Time-dependent Hartree-Fock and density functional theory#

Modules: pyscf.tdscf, pyscf.pbc.tdscf

Introduction#

PySCF implements the time-dependent Hartree-Fock (TDHF) and time-dependent density functional theory (TDDFT) (frequency domain) linear response theories to compute excited-state energies and transition properties in the tdscf module. A minimal example that runs a TDDFT calculation is as follows

from pyscf import gto, scf, dft, tddft
mol = gto.Mole()
mol.build(
    atom = 'H 0 0 0; F 0 0 1.1',  # in Angstrom
    basis = '631g',
    symmetry = True,
    verbose = 4,
)

mf = dft.RKS(mol)
mf.xc = 'b3lyp'
mf.kernel()

mytd = tddft.TDDFT(mf)
mytd.nstates = 10
mytd.kernel()
mytd.analyze()

The example above computes the excitation energies, oscillator strengths and transition dipole moments of the ten lowest singlet exicted states.

Theory#

Using first-order time-dependent perturbation theory within HF or KS theory, one obtains the non-Hermitian TDHF or TDDFT equations for the excitation energies [51]:

\[\begin{split}\left(\!\!\begin{array}{ll} \mathbf{A} & \mathbf{B} \\ \mathbf{B}^\ast & \mathbf{A}^\ast \end{array}\!\!\right) \left(\!\!\begin{array}{c} \mathbf{X} \\ \mathbf{Y} \end{array}\!\!\right) = \omega \left(\!\!\begin{array}{lr} \mathbf{1} & \mathbf{0} \\ \mathbf{0} & -\mathbf{1} \end{array}\!\!\right) \left(\!\!\begin{array}{c} \mathbf{X} \\ \mathbf{Y} \end{array}\!\!\right) \;,\end{split}\]

where \(\mathbf{A}\) and \(\mathbf{B}\) are the orbital hessians which also appear in the stability analysis for reference states (see Stability analysis), \(\omega\) is the excitation energy, and \(\mathbf{X}\) and \(\mathbf{Y}\) represent the response of the density matrix. In cases where the system possesses a degenerate ground state or has triplet instabilities, the algorithms used to solve the above equations may be unstable. This can be solved by applying the Tamm-Dancoff approximation (TDA) [52], which simply neglects the \(\mathbf{B}\) and \(\mathbf{Y}\) matrices and leads to a Hermitian eigenvalue problem

\[\mathbf{AX} = \omega\mathbf{X} \;.\]

Methods#

For TDHF or TDDFT calculations, the reference state can be either restricted or unrestricted:

mytd = mol.RKS().run().TDDFT().run()
mytd = mol.UKS().run().TDDFT().run()

By default, only singlet excited states are computed. In order to compute triplet excited states, one needs to set the attribute singlet to False:

mytd.singlet = False
mytd.kernel()

One can also perform symmetry analysis by calling the analyze() method, which also computes the oscillator strengths and dipole moments:

mytd.analyze(verbose=4)

Property calculation#

Oscillator strengths#

Oscillator strengths for each excited state can be computed in both length and velocity gauges:

mytd.oscillator_strength(gauge='length')
mytd.oscillator_strength(gauge='velocity')
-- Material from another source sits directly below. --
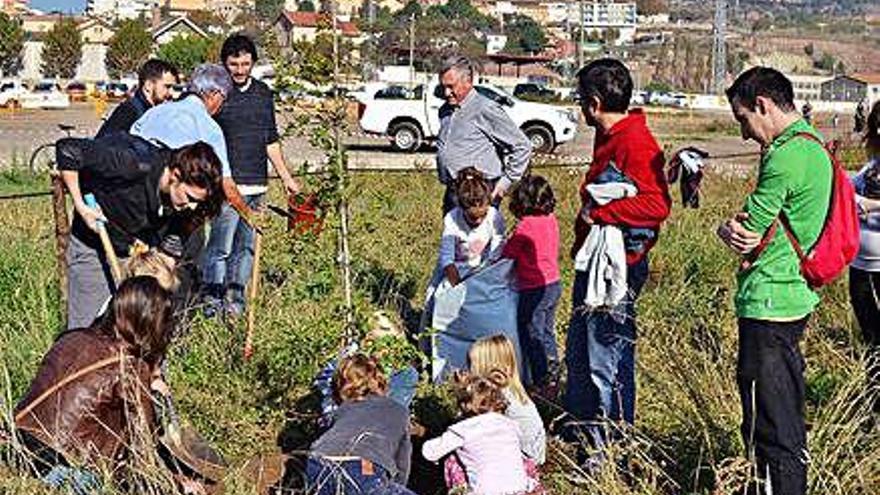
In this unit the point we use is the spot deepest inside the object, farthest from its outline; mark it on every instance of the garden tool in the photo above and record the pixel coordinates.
(115, 269)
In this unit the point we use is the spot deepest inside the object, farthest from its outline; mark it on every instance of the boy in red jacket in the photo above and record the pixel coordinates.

Higher order corrections [53] to the oscillator strength can also be included:

#include corrections due to magnetic dipole and electric quadruple
mytd.oscillator_strength(gauge='velocity', order=1)
#also include corrections due to magnetic quadruple and electric octupole
mytd.oscillator_strength(gauge='velocity', order=2)

Transition moments#

PySCF implements various types of transition moments between the reference SCF state and the TDHF or TDDFT excited states. These include:

  • electric dipole, quadrupole and octupole transition moments in both length and velocity gauges:

    mytd.transition_dipole()
    mytd.transition_velocity_dipole()
    mytd.transition_quadrupole()
    mytd.transition_velocity_quadrupole()
    mytd.transition_octupole()
    mytd.transition_velocity_octupole()
    
  • magnetic dipole and quadrupole transition moments:

    mytd.transition_magnetic_dipole()
    mytd.transition_magnetic_quadrupole()
    

Nuclear gradients#

Analytic nuclear gradients are available for TDHF and TDDFT, and they can be computed as follows:

tdg = mytd.Gradients()
g1 = tdg.kernel() #default will compute the gradients of first excited state
g1 = tdg.kernel(state=1) #first excited state
g2 = tdg.kernel(state=2) #second excited state

Natural transition orbital analysis#

Natural transition orbitals (NTOs) can be computed by singular value decomposition of the transition density matrix. In PySCF, these orbitals can be obtained as follows:

weights, nto_coeff = mytd.get_nto(state=1)

where nto_coeff are the coefficients for NTOs represented in AO basis, and they are ordered as occupied orbitals followed by virtual orbitals.